Blagojevich explained what Scofield had said about Lisa Madigan. The message had been received, but the response back had been the idea of moving Lisa Madigan to Washington, not as a senator but in the kind of post Blagojevich might want. That seemed to do nothing for Blagojevich on any front, they agreed.
“Tell them to put Mike Madigan in the cabinet,” Patti said in the background.
Anyway, things were in motion. There was no reason to rush, and in fact Blagojevich wanted to run some clock. Other potential emissaries were coming at him with the same Obama-Jarrett information. One of them was Obama friend Alexi Giannoulias, the Illinois treasurer. The governor decided he was going to dodge Giannoulias that day, and Balanoff, too, for that matter. He was going to let things cook. They hadn't known what to make of his request, but that was a natural reaction. They weren't just going to appear and say OK to making him HHS secretary immediately.

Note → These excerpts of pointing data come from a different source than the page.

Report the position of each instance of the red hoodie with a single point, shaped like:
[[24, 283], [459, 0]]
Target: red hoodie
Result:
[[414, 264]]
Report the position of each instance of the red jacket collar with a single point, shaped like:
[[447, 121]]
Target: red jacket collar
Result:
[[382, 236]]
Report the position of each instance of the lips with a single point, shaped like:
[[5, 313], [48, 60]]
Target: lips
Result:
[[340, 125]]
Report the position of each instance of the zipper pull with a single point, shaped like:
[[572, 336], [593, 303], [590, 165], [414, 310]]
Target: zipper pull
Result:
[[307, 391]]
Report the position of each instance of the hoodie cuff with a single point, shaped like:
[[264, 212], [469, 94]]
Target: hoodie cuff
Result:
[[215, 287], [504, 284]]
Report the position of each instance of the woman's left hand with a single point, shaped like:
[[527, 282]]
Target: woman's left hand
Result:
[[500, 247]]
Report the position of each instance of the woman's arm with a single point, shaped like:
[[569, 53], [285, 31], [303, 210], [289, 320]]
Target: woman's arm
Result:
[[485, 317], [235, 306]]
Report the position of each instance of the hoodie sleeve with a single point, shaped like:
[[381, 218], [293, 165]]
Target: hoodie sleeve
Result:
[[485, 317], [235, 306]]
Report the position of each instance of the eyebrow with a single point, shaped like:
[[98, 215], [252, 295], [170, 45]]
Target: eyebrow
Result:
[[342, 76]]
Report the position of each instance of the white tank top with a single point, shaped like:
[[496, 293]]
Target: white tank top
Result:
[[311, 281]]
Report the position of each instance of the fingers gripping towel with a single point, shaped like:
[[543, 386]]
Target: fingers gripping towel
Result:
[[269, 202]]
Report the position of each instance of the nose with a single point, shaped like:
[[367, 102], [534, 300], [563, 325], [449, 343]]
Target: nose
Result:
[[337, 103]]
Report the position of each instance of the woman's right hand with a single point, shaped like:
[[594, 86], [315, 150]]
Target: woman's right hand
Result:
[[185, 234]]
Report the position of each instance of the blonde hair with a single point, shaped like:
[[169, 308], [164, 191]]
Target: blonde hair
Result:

Eventually he would have another conversation with the union boss, and maybe someone would eventually deal more directly with Jarrett herself.
“She has also been told now that I would do it if I got this,” Blagojevich said. “So now she knows I can get this Senate seat if my friend would give him this.”
Obama wanted out of Chicago politics. That was just another term for Rezko, Blagojevich said. Harris said all in all, he was feeling a little better than neutral. Things seemed to be about where Blagojevich wanted them. The governor thought HHS was “an unlikely long shot,” but at least people on the Obama side were churning over his request. A short time later, he would go back over things with Scofield yet again. No one on the presidentelect's side had immediately said his ask was ludicrous. If Obama had a problem with Blagojevich's plan, the reason was Rezko.